• türkiyenin yoksulluk üzerine çalışan en sağlam akademisyenlerdendir kendisi.. yazdığı kimi makaleri kendisinden başkası anlamasın diye türkçe-osmanlıca-necmierdoganca gibi üçüzlü bir dil ile yazdıgı bilinir. lakin anlaşılan makalelerinden ve kitap editorlugunden edindiğim izlenim itibarı ile çok sağlam bir duruş sahibi oldugun aşikardır.

    türkiye'de yoksulluk mevzusuna temel iki yaklaşım bulundugunu ve bunlardan birinin fakirlerin aslında bilindiği-gösterildiği kadar fakir olmadıgını savunurken diğerinin tam tersine işi romantik bir havaya sürerek vicdan sızılatması yaptıgını gözler önüne sermiştir. asıl önemli olan ise bu garibanizm ve romantizm gibi yollarının yoksulları homojen bir sınıfmış gibi lanse ettirdiğini ve bu yanlış tanımlama üzerinden çalışmalar yapıldıgını öğretmiştir.

    devletin bu yaklaşımlar üzerinden, politika üretmeden bu iki ana dalga ile yoksulluk mevzusunu kotarmaya çalıştıgını lakin bu kotarmanın yakın bir zamanda değişen yoksulluk tanımı ile birilerinin biryerlerinde patlayacagını bildirmiştir..sözlük aleminde kendisi ile ilintili girişleri için buyurunuz..

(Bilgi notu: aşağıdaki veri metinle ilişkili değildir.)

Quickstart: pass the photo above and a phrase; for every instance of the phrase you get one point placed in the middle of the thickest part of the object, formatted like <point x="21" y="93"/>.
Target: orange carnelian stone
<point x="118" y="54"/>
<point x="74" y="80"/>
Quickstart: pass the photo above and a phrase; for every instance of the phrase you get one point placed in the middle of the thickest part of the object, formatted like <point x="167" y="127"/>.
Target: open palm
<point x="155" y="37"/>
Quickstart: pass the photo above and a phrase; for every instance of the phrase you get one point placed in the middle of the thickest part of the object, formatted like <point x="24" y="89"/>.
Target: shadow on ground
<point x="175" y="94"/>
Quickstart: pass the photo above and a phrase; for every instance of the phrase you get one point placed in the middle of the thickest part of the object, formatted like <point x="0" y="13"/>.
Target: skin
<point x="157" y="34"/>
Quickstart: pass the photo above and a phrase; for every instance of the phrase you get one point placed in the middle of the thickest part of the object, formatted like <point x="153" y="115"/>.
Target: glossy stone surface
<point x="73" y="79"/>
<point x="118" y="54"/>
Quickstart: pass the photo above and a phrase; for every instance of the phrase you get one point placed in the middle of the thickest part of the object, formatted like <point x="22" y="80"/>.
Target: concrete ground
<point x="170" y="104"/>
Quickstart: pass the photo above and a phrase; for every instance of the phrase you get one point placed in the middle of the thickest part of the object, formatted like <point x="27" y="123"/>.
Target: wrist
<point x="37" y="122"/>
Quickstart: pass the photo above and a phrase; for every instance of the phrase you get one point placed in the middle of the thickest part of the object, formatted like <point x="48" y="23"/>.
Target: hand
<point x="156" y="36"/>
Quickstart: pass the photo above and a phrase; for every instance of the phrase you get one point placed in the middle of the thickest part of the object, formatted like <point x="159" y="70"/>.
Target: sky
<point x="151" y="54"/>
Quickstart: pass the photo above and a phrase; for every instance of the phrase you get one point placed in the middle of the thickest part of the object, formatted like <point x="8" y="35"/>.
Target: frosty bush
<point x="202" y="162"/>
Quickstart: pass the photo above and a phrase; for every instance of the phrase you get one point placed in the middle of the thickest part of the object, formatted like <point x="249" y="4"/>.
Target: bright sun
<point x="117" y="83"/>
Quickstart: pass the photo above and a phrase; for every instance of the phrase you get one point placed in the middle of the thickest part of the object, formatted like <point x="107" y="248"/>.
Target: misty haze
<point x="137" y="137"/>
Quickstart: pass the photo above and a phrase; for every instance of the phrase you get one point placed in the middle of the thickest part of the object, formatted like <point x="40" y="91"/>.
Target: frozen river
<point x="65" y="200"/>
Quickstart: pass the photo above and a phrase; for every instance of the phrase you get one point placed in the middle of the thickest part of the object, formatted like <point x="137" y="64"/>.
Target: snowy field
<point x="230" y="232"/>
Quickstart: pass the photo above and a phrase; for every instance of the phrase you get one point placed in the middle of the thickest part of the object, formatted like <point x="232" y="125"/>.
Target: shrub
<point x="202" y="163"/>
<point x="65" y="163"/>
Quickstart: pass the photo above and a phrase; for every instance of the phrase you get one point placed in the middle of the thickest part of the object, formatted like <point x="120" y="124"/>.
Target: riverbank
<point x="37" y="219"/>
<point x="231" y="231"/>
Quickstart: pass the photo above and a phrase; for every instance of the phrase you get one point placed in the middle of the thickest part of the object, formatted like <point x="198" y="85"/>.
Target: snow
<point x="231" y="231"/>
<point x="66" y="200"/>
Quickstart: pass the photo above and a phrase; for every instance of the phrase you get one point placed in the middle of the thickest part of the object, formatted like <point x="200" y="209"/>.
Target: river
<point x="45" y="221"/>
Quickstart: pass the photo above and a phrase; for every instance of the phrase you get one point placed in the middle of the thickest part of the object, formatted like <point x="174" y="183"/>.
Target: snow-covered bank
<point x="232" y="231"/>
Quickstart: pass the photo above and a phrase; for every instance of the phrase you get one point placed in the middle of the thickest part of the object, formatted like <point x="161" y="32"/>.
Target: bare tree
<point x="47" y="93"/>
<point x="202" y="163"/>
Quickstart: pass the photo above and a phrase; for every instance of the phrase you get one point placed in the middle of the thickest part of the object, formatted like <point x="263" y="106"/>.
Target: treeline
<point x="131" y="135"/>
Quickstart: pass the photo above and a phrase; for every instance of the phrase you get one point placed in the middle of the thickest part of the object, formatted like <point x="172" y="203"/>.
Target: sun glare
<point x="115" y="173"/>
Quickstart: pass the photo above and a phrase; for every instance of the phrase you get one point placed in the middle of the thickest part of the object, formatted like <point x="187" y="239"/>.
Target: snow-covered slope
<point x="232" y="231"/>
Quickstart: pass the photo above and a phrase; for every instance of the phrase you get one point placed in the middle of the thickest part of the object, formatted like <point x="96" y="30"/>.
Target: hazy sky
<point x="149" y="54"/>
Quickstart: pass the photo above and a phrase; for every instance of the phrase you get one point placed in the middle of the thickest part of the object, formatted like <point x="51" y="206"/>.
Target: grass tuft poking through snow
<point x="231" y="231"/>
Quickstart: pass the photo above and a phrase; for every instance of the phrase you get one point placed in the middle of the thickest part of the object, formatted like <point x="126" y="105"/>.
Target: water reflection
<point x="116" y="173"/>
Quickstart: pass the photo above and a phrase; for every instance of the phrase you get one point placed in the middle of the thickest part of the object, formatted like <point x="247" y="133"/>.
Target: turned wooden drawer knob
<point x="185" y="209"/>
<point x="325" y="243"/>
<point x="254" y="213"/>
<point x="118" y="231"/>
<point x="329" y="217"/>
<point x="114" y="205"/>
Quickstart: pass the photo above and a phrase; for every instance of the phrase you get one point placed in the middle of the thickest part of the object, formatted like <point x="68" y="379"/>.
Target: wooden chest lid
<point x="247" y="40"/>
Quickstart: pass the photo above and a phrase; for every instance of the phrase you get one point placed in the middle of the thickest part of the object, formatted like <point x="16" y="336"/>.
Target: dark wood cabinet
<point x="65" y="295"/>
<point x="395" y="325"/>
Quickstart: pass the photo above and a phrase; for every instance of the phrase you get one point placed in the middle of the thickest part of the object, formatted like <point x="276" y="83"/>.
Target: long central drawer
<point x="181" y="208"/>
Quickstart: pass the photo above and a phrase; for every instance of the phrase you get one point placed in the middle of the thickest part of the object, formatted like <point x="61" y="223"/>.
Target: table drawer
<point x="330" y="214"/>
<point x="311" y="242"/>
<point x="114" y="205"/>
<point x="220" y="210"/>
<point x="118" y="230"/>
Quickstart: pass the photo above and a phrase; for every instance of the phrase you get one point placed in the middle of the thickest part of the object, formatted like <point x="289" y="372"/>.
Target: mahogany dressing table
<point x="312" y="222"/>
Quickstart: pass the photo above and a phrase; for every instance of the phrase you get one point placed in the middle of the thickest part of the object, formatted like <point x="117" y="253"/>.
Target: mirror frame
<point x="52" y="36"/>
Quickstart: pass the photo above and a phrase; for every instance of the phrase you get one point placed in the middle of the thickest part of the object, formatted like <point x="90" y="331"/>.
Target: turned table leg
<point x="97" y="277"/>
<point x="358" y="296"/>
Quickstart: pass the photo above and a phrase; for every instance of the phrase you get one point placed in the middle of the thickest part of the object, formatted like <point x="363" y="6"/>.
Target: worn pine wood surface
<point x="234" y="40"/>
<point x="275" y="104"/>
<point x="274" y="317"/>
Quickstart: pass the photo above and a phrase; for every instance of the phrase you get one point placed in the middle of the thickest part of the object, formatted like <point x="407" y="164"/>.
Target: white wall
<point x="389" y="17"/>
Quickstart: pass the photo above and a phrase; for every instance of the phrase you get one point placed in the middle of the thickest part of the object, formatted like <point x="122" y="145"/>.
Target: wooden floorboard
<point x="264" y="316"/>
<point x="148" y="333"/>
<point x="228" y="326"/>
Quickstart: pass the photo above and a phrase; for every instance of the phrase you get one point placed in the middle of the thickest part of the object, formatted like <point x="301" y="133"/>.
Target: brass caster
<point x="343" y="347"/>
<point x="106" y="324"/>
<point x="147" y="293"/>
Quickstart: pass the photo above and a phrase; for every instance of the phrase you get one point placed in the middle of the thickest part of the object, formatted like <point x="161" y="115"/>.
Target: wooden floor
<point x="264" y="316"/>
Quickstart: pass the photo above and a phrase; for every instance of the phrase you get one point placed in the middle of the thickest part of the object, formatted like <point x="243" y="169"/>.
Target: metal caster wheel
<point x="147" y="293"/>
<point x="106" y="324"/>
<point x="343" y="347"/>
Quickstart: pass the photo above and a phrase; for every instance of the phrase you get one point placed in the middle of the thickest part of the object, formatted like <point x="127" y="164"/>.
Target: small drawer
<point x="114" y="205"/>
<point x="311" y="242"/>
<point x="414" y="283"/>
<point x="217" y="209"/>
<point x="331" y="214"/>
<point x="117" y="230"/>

    (bkz: yoksullugun pornografisi)
    (bkz: #7324386)
  • one might argue that ve put it briefly(öncesinde yarım saat anlatır sonra put it briefly..nerde bunun briefi.....)
    söylemleriyle karakterize,bazen hızını alamadığı için takip etmekte zorlanılan,verdiği hoş ve akılda kalıcı enteresan bilgilerle(bkz: şapka devrimi/@melixir)dersleri keyifli hale getiren,bildiğim kadarıyla iki yıl okulu mokulu bi kenara bırakıp edebiyat okumuş ve bü yüzden yazdığı makaleleri çok keyifle okunan,ancak sorduğu sorularda verdiği bütün okumaların yazarlarının adlarını ve temel argümanlarını olabildiğince genişleterek ve bunu beş sayfaya sığdırarak yapamazsanız da elinde çok bol not alınamayacağı aşikardır.
    ayrıca eğer sunum yapıyorsanız sunumunuzu dört bilemedin beş cümleyle (nasıl olur demeyin çok bağlaçlı olsun ama az cümle olsun,çok sıkılıyor çünkü,sigara ve çay krizi tutuyor)sınırlı tutun.
    bir de saçıyla oynayıp çay krizine girdiği zaman izlemeye doyum olmuyor.....
  • yoksullugun kulturel temsillerini inceledigi toplum bilimde yayimlanan bir makalesinde yoksullar hakkinda konusmanin rahatsiz edici akademik mesafesini diliyle yok ediyor. yoksullari pasif edilgen kader kurbanlari olarak gormekten de bir direnis stratejisinin ozneleri olarak onlara guzelleme yapmaktan da kacinarak klasik ikilemlerin disinda bir bakis atilabilecegini gostermis oluyor, onlara konumsak yerine onlarla konusmayi oneriyor
  • derslerde pufur pufur sigara içer, öğrencilere içirtmez. marksist teoriye de çok hakimdir. faydalanılması gereken bölümün en saygıdeğer isimlerinden.
  • "demokratik soldan devrimci yola 1970lerde sol popülizm üzerine notlar" başlıklı makalesi http://www.let.leidenuniv.nl/…/tulp/research/ne.htm adresinden okunabilecek yazar.
  • not verme konusundaki acimasizligi asistanlariyca bile onaylanan hoca. bilgisine ve donanimina hayraniz o baska...
  • birikim 'in nisan 2000 (no:132) sayısında aksu bora ve ayşe peker'le güzel bir tartışması olan akademisyen. hatta dediğine/yazdığına göre aksu bora bu tartışmadan sonra üzerine tez yazacağı ücretli ev emeği üzerine daha fazla okumaya başlamış. (bkz: kadınların sınıfı) s. 25.
  • çok önemli bir adam. ve açıkça tahrik ve tahrip edici. sınıf vurgusu ne denli önemlidir, ondan öğrendim- öğrenebildiğim kadar.
  • şöyle diyebiliriz kendisi hakkında:

    *"race*, gender *, class" gibi bir başlık taşıyan kültürel politika çalışmasının epey uzağındadır.

    yoksul bilir yoksul müstahdem zengin akademisyen.